Что ему делать? Искать старые раскопы? Но они здесь повсюду. Сколько шныров перебывало здесь за сотни лет, и все копали и искали, переносили живые искры этого мира в свой мир, обновляя, исцеляя его, мешая ему, протухнув, разделить судьбу болота.
Гряда постепенно приближалась. С седла пега представлялось, что можно протянуть руку и потрогать скалы. Но Сашка знал, что это обманчиво. Лететь еще долго. И где они сейчас? Правее нужного места? Левее? Если поиски затянутся, время нырка истечет и придется вернуться ни с чем.
Сашка потянул повод Гульды в одну сторону, потом, передумав, в другую. Кобыла раздраженно дернула ухом. И снова в ней проглянула женщина, говорящая: «Ты вначале определись, чего хочешь сам, сформулируй свои желания, а потом уже загружай меня своим обществом!»
Наконец они долетели до гряды. Сашка то снижался, то заставлял пега набирать высоту, надеясь, что с высоты узнать будет проще. Какие же одинаковые эти скалы!
— Любопытная эстетика хаоса в полотне развернутого пространства! Но все же нельзя ли достичь консенсуса в отношении наших целеустановок в рамках общей программы передвижений? Мне вообще-то красную закладку искать! — сказал Даня, вынужденный повторять за Сашкой все его непонятные движения. Афродите это тоже не нравилось, но, как существо, влюбленное в Данину куртку, она пока все ему прощала.

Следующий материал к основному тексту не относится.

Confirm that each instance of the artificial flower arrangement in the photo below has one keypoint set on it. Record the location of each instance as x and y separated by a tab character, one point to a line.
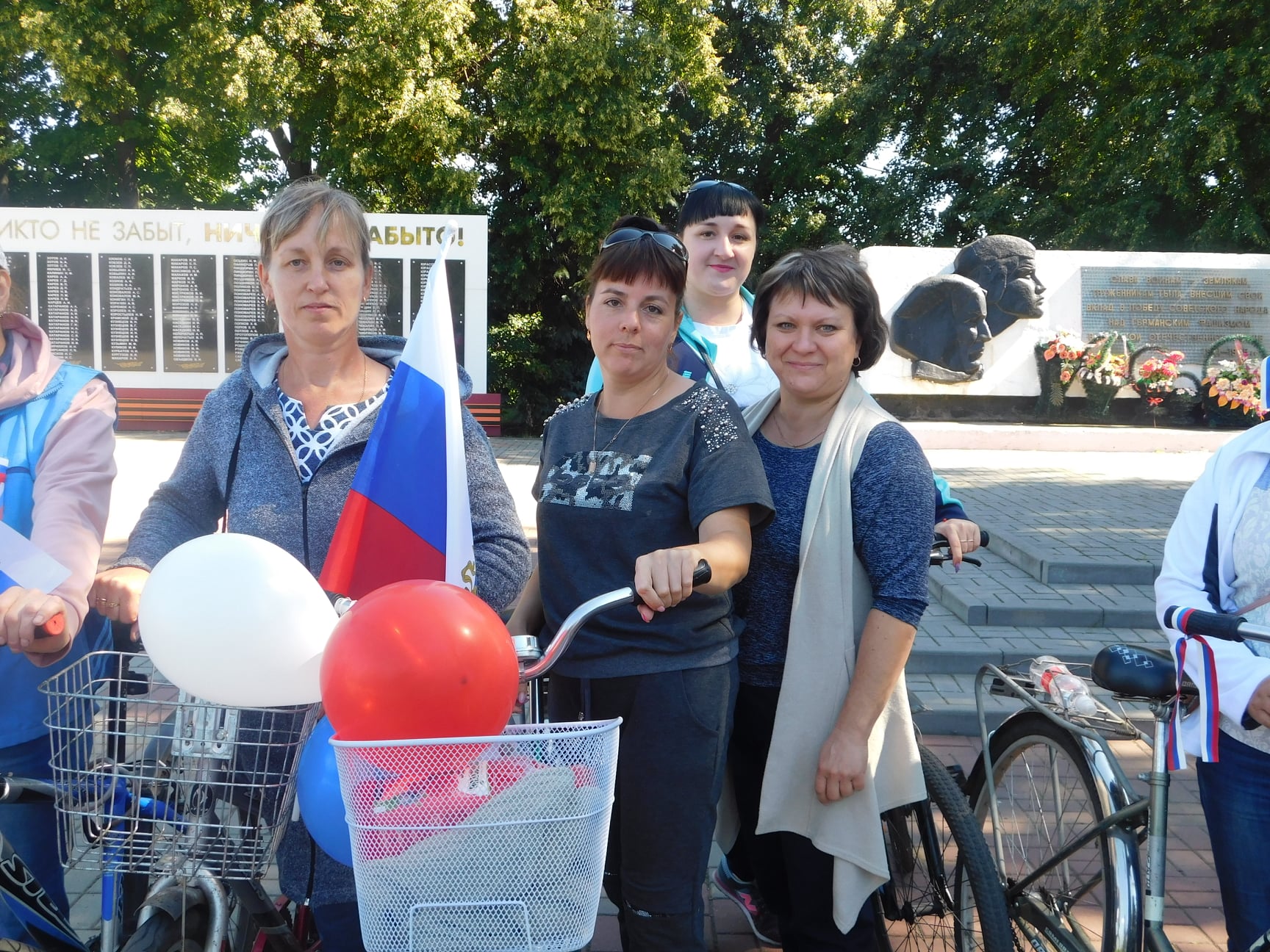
1235	383
1066	348
1058	356
1102	364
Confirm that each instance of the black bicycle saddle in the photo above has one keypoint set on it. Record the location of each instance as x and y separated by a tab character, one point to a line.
1132	671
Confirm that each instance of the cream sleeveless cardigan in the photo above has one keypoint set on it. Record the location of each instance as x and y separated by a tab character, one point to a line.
832	587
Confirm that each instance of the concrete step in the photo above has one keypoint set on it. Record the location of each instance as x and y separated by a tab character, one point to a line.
1002	594
1050	568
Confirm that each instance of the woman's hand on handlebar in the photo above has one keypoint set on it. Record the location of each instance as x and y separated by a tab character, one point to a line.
1259	704
963	537
663	578
116	594
21	612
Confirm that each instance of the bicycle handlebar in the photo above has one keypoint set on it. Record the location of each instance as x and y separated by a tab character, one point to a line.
527	648
1213	625
22	790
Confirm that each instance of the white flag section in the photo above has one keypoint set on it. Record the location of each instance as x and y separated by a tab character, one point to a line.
408	514
26	565
431	350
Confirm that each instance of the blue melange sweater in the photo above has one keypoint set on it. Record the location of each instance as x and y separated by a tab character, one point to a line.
891	504
270	502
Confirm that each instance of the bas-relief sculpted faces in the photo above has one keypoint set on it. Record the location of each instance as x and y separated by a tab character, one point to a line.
945	322
943	325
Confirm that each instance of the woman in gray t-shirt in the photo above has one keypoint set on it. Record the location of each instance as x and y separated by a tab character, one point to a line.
644	479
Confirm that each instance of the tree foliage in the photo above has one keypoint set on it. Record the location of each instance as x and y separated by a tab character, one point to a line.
1081	123
1076	123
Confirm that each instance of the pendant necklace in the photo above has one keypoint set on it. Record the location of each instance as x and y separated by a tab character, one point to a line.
786	439
595	425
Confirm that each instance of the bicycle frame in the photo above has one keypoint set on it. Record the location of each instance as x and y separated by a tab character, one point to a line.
31	904
1136	923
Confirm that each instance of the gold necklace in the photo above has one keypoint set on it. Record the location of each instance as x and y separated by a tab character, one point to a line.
786	439
595	425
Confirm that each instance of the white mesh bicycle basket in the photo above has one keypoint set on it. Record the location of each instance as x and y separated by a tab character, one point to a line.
481	844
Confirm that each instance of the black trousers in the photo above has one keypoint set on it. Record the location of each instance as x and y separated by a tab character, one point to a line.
794	876
670	774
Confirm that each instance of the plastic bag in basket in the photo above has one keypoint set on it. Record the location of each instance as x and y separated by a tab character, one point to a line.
395	812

Сашка что-то промычал. Его мычание Дане не понравилось.
— Стоп! Так мы заблудились, что ли? — заподозрил он.
Сашка хотел сознаться, что так оно и есть, но внезапно его левую руку обожгло. Он увидел, что фигурки ярки до ослепительности, а на том месте нерпи, где никаких фигурок прежде не было, теперь пылает череп. У Сашки перехватило дыхание. Он коснулся черепа пальцами и с изумлением их отдернул. Напугало его даже не прикосновение, а то, что никакого прикосновения не было! Черепа словно не существовало. Глаз его видел, причем объемно, но пальцы гладили лишь шершавую кожу нерпи.
На Сашку смотрели пустые глазницы. Зажатая в зубах стрела была направлена вперед и влево. Пока Сашка смотрел на нее, стрела повернулась еще сильнее. Проверяя, Сашка потянул повод Гульды, и наконечник стрелы торопливо дернулся, продолжая показывать туда же, куда и раньше.
«Как стрелка компаса! Но разве здесь есть полюс?» — подумал Сашка.
Сердце ускорилось, заспешило, и несколько секунд спустя Сашка уже летел по стрелке. Даня послушно следовал за ним на Афродите. Прошло десять минут. Пятнадцать. Сашка, жадно вглядывающийся в скалы, начинал уже сомневаться, как вдруг стрелка дернулась, но уже не в сторону, а вниз. Теперь она показывала сквозь нерпь и сквозь Сашкину руку. При этом никакой боли Сашка не испытывал.